For the idle state, the UAV was powered on without the four motors rotating; only the internal processing and LEDs were on, thus resulting in a rather stable and low power consumption. For the hovering state, the UAV was made to take off and hover at a certain altitude as hovering between altitudes caused fluctuations in the energy consumption due to sudden consumption spikes when climbing to higher altitudes. The results showed that the hovering state maintained a reasonably stable power consumption as when the UAV hovered, the forces acting on the UAV were ideally balanced. Moreover, the maneuvering state was the most energy-demanding state. In horizontal flight with a limited speed, the energy consumption fluctuated somewhat but tended to stabilize over time. The energy consumption during horizontal flight was slightly higher than the energy consumption of hovering at the same altitude. This was the result of the different thrust developed by the drone in the two different modes.

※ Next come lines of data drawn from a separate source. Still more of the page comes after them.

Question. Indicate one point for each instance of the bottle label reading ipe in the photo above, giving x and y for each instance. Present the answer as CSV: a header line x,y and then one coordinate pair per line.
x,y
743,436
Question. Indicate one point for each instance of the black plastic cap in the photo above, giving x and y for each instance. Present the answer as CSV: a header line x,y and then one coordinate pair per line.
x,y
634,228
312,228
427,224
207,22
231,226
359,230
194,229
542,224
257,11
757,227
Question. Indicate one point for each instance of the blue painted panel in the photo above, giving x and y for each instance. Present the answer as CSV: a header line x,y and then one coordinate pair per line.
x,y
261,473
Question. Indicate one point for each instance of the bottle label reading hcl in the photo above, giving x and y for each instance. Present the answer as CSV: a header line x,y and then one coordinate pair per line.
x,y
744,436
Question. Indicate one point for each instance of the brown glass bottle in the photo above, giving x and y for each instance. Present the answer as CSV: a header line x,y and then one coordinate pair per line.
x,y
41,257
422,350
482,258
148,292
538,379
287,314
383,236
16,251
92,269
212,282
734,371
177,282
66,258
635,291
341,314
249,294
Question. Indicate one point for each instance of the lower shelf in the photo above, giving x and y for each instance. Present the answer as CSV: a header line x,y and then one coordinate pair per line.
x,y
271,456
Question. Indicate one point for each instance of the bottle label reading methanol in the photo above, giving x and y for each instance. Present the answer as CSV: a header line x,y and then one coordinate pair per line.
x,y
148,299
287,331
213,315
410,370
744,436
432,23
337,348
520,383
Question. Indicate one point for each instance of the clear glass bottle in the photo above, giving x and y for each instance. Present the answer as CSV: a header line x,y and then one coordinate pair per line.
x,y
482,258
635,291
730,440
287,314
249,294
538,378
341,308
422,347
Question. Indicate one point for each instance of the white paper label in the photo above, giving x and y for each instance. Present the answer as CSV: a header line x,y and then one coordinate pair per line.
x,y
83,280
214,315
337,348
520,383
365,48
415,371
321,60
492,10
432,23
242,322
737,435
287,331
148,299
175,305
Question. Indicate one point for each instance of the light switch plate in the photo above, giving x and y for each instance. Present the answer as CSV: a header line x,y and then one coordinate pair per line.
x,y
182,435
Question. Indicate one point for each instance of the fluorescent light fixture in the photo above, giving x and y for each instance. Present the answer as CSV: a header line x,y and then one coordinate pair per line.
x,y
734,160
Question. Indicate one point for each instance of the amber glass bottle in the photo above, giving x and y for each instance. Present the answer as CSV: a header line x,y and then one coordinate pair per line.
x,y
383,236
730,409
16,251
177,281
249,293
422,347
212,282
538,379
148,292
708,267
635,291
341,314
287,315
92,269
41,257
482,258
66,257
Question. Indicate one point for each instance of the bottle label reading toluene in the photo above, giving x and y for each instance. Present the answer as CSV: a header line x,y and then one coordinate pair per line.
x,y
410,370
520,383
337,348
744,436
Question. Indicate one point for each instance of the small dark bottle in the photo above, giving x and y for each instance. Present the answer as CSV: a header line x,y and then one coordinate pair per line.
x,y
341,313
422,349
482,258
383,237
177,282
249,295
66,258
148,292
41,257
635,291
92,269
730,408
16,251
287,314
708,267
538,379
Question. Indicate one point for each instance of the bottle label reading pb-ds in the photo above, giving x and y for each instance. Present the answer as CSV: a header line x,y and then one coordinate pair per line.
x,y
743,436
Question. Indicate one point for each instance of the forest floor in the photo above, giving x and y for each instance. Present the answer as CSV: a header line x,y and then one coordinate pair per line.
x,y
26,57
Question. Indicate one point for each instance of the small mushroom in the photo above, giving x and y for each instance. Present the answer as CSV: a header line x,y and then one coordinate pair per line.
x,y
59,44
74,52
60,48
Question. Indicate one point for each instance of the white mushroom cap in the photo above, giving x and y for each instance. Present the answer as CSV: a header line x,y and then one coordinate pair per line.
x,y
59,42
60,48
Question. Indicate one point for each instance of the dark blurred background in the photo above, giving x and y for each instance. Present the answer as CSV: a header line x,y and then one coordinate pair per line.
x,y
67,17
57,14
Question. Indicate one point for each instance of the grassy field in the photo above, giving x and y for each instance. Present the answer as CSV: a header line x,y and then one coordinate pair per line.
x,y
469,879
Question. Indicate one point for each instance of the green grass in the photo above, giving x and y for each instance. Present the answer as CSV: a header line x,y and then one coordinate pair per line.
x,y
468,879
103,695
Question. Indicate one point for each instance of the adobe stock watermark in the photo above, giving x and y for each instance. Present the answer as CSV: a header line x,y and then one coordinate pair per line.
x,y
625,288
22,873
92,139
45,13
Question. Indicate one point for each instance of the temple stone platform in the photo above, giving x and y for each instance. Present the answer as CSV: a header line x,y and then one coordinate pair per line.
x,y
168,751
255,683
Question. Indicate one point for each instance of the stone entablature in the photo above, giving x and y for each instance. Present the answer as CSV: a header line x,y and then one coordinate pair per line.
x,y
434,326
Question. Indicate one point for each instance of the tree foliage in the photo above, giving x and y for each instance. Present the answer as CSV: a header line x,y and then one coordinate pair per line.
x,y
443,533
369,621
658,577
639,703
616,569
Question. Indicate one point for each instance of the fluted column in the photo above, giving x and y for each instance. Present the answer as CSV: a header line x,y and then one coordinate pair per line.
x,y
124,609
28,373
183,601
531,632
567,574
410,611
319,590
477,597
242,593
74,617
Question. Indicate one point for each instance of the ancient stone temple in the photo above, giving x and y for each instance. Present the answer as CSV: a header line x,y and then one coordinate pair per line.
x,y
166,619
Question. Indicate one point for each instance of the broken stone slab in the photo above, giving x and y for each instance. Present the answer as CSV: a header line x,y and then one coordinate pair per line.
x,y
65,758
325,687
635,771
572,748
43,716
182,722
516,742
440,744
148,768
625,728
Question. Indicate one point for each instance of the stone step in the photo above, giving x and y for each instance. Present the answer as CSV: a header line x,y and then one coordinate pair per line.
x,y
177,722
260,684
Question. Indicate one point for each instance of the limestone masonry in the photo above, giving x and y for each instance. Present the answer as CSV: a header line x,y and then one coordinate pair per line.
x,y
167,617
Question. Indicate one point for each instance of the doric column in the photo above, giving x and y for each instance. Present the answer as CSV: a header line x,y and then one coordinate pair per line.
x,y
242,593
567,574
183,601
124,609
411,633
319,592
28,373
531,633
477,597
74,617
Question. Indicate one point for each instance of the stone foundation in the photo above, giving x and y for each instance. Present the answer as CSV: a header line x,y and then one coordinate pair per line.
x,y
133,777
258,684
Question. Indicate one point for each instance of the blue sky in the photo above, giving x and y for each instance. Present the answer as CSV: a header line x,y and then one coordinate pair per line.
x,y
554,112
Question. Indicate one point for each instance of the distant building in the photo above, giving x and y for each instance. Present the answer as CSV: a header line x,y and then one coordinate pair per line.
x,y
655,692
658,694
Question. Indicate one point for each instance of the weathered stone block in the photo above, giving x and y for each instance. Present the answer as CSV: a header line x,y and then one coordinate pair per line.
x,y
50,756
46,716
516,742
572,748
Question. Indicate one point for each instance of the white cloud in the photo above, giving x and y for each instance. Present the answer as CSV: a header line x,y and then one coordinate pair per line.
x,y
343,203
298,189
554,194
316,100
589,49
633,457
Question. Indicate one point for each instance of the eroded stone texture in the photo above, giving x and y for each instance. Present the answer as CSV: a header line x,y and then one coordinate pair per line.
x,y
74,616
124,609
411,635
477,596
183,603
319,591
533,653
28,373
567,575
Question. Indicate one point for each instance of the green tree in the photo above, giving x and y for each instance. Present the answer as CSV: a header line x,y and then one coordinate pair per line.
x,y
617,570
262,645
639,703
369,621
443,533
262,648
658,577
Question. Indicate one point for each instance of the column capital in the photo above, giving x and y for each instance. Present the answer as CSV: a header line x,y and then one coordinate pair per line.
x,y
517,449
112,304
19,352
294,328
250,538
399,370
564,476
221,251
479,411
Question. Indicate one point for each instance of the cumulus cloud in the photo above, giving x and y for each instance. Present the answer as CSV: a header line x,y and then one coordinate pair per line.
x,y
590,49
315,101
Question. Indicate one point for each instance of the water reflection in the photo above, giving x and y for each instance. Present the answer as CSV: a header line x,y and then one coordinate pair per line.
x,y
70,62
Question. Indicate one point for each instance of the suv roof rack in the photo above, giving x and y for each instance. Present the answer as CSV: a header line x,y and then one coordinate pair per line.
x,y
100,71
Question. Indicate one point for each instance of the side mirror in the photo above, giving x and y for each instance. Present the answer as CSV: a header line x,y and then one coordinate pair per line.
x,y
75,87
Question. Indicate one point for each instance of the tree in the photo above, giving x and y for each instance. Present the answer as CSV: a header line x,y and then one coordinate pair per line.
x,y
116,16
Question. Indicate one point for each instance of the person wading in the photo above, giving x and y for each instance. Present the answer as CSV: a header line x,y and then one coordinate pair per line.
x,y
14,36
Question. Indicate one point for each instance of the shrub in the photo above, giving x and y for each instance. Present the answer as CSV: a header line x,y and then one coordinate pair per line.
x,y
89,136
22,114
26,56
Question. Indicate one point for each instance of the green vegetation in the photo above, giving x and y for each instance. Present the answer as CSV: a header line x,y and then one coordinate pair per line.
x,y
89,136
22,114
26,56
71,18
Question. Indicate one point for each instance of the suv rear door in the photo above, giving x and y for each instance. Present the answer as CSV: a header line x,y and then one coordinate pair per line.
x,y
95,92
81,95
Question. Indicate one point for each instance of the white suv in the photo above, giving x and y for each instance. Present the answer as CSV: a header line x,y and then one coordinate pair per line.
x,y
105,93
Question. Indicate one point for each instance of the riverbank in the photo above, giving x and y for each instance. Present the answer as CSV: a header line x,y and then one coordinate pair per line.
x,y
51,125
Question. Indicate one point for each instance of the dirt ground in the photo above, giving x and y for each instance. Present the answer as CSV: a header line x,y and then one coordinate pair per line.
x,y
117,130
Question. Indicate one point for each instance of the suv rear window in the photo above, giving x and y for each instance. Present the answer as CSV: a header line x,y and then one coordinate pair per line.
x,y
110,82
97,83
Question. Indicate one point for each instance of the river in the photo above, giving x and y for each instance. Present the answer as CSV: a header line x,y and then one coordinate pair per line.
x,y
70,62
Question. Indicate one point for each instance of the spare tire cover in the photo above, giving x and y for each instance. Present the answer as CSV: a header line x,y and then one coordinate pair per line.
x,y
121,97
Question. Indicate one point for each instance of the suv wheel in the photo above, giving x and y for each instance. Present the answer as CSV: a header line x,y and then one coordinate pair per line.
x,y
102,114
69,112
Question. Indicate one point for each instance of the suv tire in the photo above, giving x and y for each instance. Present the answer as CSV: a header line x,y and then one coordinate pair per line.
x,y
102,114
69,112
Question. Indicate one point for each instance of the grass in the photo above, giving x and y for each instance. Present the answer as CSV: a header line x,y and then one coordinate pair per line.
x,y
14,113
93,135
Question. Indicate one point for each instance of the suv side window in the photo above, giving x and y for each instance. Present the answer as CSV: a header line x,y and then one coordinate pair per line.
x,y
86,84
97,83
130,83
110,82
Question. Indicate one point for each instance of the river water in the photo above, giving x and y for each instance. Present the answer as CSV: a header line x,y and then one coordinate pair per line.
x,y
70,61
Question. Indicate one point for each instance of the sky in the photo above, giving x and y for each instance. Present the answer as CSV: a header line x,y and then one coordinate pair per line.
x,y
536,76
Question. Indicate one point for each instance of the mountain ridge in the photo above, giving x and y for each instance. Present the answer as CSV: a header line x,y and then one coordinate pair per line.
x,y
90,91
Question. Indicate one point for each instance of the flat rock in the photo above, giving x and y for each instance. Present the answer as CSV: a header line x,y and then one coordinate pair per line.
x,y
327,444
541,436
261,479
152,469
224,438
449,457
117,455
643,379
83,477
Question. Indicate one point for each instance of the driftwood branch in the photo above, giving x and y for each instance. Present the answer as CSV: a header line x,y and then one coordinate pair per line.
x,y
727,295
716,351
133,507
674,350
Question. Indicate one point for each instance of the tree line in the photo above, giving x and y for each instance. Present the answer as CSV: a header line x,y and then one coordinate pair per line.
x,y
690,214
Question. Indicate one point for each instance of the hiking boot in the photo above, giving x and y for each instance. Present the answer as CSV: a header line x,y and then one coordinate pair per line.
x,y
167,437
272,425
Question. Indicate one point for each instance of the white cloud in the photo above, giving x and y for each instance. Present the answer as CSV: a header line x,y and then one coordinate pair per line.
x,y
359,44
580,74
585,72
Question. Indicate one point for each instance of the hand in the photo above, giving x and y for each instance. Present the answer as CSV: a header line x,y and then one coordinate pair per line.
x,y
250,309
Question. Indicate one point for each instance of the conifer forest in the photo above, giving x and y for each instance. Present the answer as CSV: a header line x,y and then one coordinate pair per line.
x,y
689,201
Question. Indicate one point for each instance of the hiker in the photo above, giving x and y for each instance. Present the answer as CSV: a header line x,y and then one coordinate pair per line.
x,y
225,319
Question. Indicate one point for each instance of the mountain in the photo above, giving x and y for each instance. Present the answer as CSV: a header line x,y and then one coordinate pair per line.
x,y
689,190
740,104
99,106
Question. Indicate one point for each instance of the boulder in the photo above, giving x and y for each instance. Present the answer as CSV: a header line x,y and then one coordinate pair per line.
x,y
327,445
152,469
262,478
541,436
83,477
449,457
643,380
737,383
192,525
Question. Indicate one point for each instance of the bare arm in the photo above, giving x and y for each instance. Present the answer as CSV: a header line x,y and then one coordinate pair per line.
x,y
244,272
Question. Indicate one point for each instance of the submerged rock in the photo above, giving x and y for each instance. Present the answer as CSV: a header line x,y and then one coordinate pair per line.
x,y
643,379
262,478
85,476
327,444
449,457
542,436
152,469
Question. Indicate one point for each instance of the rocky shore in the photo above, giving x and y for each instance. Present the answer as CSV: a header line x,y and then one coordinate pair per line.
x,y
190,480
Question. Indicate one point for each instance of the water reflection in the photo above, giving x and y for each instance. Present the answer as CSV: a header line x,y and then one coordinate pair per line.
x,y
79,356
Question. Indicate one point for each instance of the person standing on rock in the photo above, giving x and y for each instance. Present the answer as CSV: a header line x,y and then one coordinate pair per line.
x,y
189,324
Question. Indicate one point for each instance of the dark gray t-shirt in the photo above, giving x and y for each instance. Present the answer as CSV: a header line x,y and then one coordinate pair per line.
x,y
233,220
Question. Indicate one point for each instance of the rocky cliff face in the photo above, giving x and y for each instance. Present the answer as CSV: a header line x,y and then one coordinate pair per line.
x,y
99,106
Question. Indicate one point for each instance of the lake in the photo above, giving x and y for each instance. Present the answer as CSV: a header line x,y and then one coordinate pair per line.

As expected, the integration of the two microcontrollers increased the energy consumption, which also affected the flight duration. Roughly speaking, the proposed setup reduced the flying time by around 30% in a typical mission involving different navigation maneuvers. Nevertheless, it should be pointed out that such a loss of performance was not dramatic compared with the advantages in terms of the capabilities of the smart system with respect to the completely manual setup.

To further validate the proposed onboard inference system, we compared it with a conventional distributed inference approach where only a camera and a communication module were installed on the drone; the processing was performed at a remote unit that communicated the results back to the UAV. In this case, the energy budget in terms of the communication link slightly decreased the performance of the distributed system. The results in terms of the energy consumption and flight time are reported in

Table 3. Energy consumption and flight duration comparison with distributed processing.

Consumption (kJoule)	Distributed Inference	OpenMV
Hovering	86.320	116.280
Maneuvering	101.232	141.588
Flying time (min:sec)	Distributed Inference	OpenMV
Hovering	08:36	6:20
Maneuvering	07:13	5:10

and could be compared with the proposed system (same data of Table 2, Column 3). We noted that the distributed inference approach was slightly less energy-demanding compared with the completely onboard system and close to the Arduino-equipped setup. Nevertheless, it should be pointed out that in this case we lost the real-time capability as every decision (detection, classification, navigation) required a communication loop with a significant round-trip time. Furthermore, if the system needed to operate in an environment where it was not possible to establish a stable connection or to place a ground station, the distributed model fell short.

5. Conclusions

In this paper, we presented a novel approach to endow drones with a larger autonomy and intelligence thanks to the integration of a joint flight and mission control embedded system. Thanks to the adoption of a powerful lightweight processing architecture and a suitably designed ML inference engine, the system implemented an edge computing solution that enabled the achievement of sophisticated mission goals without severely limiting the flight duration. The energy consumption of the system was tested in various setups and flying scenarios to demonstrate its energy efficiency. An experimental validation was performed on a significant sample application and showed that the impact of the integration of the microcontroller on the payload was tolerable with respect to the added value in terms of the intelligence of the system, thus making the system viable in practical contexts. Future work will include the implementation of further use cases in different application domains and the extension to other drone models to promote a broader adoption of the proposed technology.